Возвращаясь к событиям конца 30-х годов, отмечу, что один лишь культ Сталина, принявший в то время совершенно чудовищные формы, представлял собой жестокий удар по советской культуре. «Вы душите советское искусство, требуя от него придворного лизоблюдства, — писал Сталину Ф. Раскольников. — ...Вы насаждаете псевдоискусство, которое с надоедливым однообразием воспевает вашу пресловутую, набившую оскомину «гениальность». Бездарные графоманы славословят вас как полубога, «рождённого от луны и солнца», а вы, как восточный деспот, наслаждаетесь фимиамом грубой лести»{209}. К этому можно добавить, что славословие Сталину было уделом не одних графоманов, а обязанностью, возлагаемой на каждого деятеля культуры. Создание убогих и лживых виршей на сталинскую тему представляет собой печальные страницы в биографии лучших советских поэтов.

Характеризуя состояние советской культуры 30-х годов, Троцкий писал: «В области простой грамотности успехи несомненны. Десятки миллионов научились читать и писать. Однако параллельно с этим они лишились права выражать при помощи печатного слова свои взгляды и интересы. Печать служит только бюрократии. Так называемые «социалистические» поэты имеют право писать только гимны Сталину. Тем же правом наделены и прозаики. Население обязано читать эти гимны. Точно то же происходит с кинематографией, радио, театром и пр. Недавно в школах введён новый премированный учебник русской истории. Можно сказать без преувеличения, что этот учебник состоит из одних лишь фальсификаций, имеющих задачей оправдать деспотизм бюрократии и личное самодержавие Сталина... Десятки миллионов детских голов заражаются и отравляются этой бесчестной литературой»{210}.

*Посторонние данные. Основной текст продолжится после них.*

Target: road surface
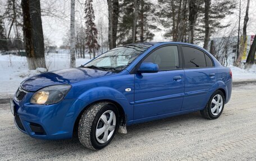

Ущерб, нанесённый сталинизмом советской культуре, выходил далеко за пределы культа Сталина, вызывавшего и в те годы отвращение у каждого по-настоящему культурного и самостоятельно мыслящего человека. «Развитие культуры немыслимо без критики, без ошибок и блужданий, без самостоятельного творчества, словом, без пробуждения личности, — писал Троцкий. — Однако бюрократия не терпит независимой мысли ни в одной из областей творчества. И по-своему она права: если критика пробудится в сфере искусства или педагогики, она неизбежно направится против бюрократии, против её привилегий, её невежества и её произвола. Этим объясняется тот факт, что «чистка», начавшись с партии, проникла затем во все без исключения сферы общественной жизни. ГПУ «чистит» поэтов, астрономов, педагогов и музыкантов по признаку «троцкизма», причём лучшие головы попадают под маузер»{211}.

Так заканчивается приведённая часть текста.